Alex Toolis
- Born: Alexander William Toolis 31 March 1992 (age 33) Brisbane, Australia
- Height: 2.01 m (6 ft 7 in)
- Weight: 118 kg (18 st 8 lb)
- School: Marist College Ashgrove
- Notable relative: Ben Toolis (twin brother)

Rugby union career
- Position: Lock

Amateur team(s)
- Years: Team / Apps / (Points)
- 2012–13: GPS Old Boys

Senior career
- Years: Team / Apps / (Points)
- 2013–2016: Edinburgh Rugby / 27 / (10)
- 2014: → London Irish / 1 / (0)
- 2015: → Glasgow Warriors / 1 / (0)
- 2016–2018: Melbourne Rebels / 11 / (5)
- 2018–2019: Kurita Water Gush / 7 / (0)
- 2019–2020: London Scottish / 12 / (5)
- 2020–2021: Blagnac / 4 / (0)
- Correct as of 31 May 2022

= Alex Toolis =

Alex Toolis (born 31 March 1992) is a retired Australian rugby union player. His twin brother, Ben, played international rugby for Scotland.

==Early life==
Toolis was born in Brisbane, Australia.

==Rugby career==
Toolis arrived in Edinburgh, August 2013 after competing in the Queensland Premier Rugby competition playing for GPS Old Boys, where he helped GPS reach consecutive Premier Grade finals. He was also in the ARU's National Academy where he played in the IRB Pacific Nations Cup with his twin brother, Ben. He was also selected to play for the Queensland 'A' side in the IRB Pacific Nations Cup.

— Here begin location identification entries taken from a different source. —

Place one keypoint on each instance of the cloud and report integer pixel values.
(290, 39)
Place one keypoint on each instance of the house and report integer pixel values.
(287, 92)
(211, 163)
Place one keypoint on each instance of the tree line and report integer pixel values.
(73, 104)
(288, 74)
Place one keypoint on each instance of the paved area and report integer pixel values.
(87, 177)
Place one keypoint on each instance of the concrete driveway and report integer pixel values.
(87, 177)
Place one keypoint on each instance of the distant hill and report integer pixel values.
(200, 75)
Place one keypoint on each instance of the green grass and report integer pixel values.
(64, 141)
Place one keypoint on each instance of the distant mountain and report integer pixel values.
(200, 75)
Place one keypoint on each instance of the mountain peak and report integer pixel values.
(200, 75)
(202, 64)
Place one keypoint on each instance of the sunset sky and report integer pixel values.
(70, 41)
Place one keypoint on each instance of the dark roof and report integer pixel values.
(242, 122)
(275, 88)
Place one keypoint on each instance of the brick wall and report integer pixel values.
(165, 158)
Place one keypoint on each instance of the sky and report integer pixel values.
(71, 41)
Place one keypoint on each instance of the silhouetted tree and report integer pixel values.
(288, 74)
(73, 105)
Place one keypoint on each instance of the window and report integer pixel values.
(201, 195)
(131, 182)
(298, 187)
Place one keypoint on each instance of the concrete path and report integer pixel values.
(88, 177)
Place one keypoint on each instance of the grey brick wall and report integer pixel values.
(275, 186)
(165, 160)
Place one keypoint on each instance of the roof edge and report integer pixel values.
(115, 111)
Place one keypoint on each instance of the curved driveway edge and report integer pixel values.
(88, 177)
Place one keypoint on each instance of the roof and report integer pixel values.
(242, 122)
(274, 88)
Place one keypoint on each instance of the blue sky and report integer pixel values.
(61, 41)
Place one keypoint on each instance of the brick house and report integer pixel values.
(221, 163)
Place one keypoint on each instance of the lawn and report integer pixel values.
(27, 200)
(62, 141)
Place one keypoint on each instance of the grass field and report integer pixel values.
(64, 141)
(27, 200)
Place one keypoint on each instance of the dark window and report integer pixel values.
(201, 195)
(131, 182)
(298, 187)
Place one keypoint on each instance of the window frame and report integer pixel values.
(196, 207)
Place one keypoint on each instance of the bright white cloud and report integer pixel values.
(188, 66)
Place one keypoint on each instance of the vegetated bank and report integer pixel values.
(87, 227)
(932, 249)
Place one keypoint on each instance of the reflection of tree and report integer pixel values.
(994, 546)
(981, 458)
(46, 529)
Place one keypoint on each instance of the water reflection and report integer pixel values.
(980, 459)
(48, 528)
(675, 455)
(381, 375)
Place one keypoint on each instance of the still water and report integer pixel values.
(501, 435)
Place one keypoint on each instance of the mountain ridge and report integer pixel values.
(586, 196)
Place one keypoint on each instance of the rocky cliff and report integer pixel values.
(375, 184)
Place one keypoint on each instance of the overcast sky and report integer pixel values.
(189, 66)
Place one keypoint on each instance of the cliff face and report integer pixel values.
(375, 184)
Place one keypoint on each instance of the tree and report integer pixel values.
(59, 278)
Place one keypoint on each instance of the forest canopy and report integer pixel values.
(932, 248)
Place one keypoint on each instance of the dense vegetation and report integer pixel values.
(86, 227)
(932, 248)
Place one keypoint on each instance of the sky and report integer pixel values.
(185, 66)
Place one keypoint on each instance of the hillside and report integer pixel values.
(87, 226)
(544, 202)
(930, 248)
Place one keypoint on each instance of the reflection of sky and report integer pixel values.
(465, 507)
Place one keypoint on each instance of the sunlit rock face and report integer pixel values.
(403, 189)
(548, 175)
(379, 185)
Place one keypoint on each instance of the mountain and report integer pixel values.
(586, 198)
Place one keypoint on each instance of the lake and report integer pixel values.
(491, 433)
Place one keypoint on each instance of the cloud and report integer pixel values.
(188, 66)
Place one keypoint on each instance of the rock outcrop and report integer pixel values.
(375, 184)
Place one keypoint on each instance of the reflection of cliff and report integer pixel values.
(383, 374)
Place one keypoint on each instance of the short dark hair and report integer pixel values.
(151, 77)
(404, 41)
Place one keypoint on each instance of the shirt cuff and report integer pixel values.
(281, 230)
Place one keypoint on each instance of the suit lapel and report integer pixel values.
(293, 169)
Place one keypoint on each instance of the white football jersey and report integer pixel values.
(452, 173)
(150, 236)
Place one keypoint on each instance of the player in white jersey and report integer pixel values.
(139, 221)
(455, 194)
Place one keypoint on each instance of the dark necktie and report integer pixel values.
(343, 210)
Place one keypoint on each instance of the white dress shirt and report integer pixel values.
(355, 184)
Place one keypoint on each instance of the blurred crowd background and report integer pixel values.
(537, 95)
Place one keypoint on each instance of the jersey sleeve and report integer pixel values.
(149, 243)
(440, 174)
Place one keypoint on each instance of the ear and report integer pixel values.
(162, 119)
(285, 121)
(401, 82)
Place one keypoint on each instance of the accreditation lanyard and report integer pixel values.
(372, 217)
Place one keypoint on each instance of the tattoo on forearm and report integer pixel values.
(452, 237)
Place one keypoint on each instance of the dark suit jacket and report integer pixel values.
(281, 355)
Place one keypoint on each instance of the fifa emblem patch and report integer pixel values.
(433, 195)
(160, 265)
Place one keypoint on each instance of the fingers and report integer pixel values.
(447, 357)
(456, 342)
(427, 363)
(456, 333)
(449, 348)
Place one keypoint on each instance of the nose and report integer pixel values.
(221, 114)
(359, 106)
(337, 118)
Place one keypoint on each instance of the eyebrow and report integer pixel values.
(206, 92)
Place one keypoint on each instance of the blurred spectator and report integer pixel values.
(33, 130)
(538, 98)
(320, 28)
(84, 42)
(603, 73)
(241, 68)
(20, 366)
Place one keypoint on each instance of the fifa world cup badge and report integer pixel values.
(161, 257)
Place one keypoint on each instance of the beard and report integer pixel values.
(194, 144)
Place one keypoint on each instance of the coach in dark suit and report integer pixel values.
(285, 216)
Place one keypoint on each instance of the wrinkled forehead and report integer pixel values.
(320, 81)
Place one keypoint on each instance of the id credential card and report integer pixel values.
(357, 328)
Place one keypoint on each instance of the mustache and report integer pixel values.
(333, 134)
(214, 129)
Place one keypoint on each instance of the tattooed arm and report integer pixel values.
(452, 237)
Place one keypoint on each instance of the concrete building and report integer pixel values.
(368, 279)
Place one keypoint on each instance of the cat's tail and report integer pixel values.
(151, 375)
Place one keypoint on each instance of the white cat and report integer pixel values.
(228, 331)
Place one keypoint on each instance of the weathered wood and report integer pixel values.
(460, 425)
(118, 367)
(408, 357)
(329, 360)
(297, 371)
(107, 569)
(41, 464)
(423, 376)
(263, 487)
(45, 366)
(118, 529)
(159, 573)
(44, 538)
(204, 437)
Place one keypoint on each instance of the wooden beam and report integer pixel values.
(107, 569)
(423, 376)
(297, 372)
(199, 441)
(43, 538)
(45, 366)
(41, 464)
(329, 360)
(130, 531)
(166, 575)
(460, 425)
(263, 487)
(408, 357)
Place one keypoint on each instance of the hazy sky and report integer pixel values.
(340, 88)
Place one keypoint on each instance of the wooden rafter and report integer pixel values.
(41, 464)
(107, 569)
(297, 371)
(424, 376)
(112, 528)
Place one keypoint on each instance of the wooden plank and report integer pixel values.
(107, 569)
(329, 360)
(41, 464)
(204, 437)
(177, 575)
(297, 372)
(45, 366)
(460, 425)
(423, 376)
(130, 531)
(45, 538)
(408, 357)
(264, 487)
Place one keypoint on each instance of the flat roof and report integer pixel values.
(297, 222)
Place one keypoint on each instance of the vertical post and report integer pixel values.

In November 2013, both twins were signed by London Irish on a short-term loan from Edinburgh Rugby. Toolis made his debut on 17 November 2013 against the Northampton Saints at Madjeski Stadium in London, where he started in the second row with his brother. This was the first time that London Irish had a pair of twins starting at the lock position.

He played one match on loan with Glasgow Warriors against Munster during their Pro12 title-winning 2014–15 season.

He played alongside Ben in the second row for the first time for Edinburgh in the away win over Benetton in September 2015. They were the first brothers to do so since Tim and Sep Visser in 2012, and the first set of twins to do so for the club in the professional era. They were the first twins to start a match together for the home side in Scotland in the professional era, in January 2016 win over SU Agen Lot-et-Garonne.

Toolis signed a two-year deal for the Rebels to return to Australia for the 2017 Super Rugby season; however, he received a serious neck injury which ruled him out for a year.

Alex was forced to retire through several repeated injuries.

In Dec 2021 Alex took up the role of Academy and Performance Manager at Boroughmuir Rugby Club, in Edinburgh, Scotland, where he is responsible for driving, developing and delivery of a rugby performance programme to support youth development from Micros (Under-5s) through to Colts (U18s) and their transition to senior rugby, with an emphasis on players achieving their best, whether at club, region or national levels. In his first season the Boroughmuir U18s went on to win the Scottish National Club Cup and two of the squad, Jerry Blyth-Lafferty and Liam McConnell played for the Scotland U18s Team, with Liam also being selected as Captain, a strong start to a new career in club rugby player development.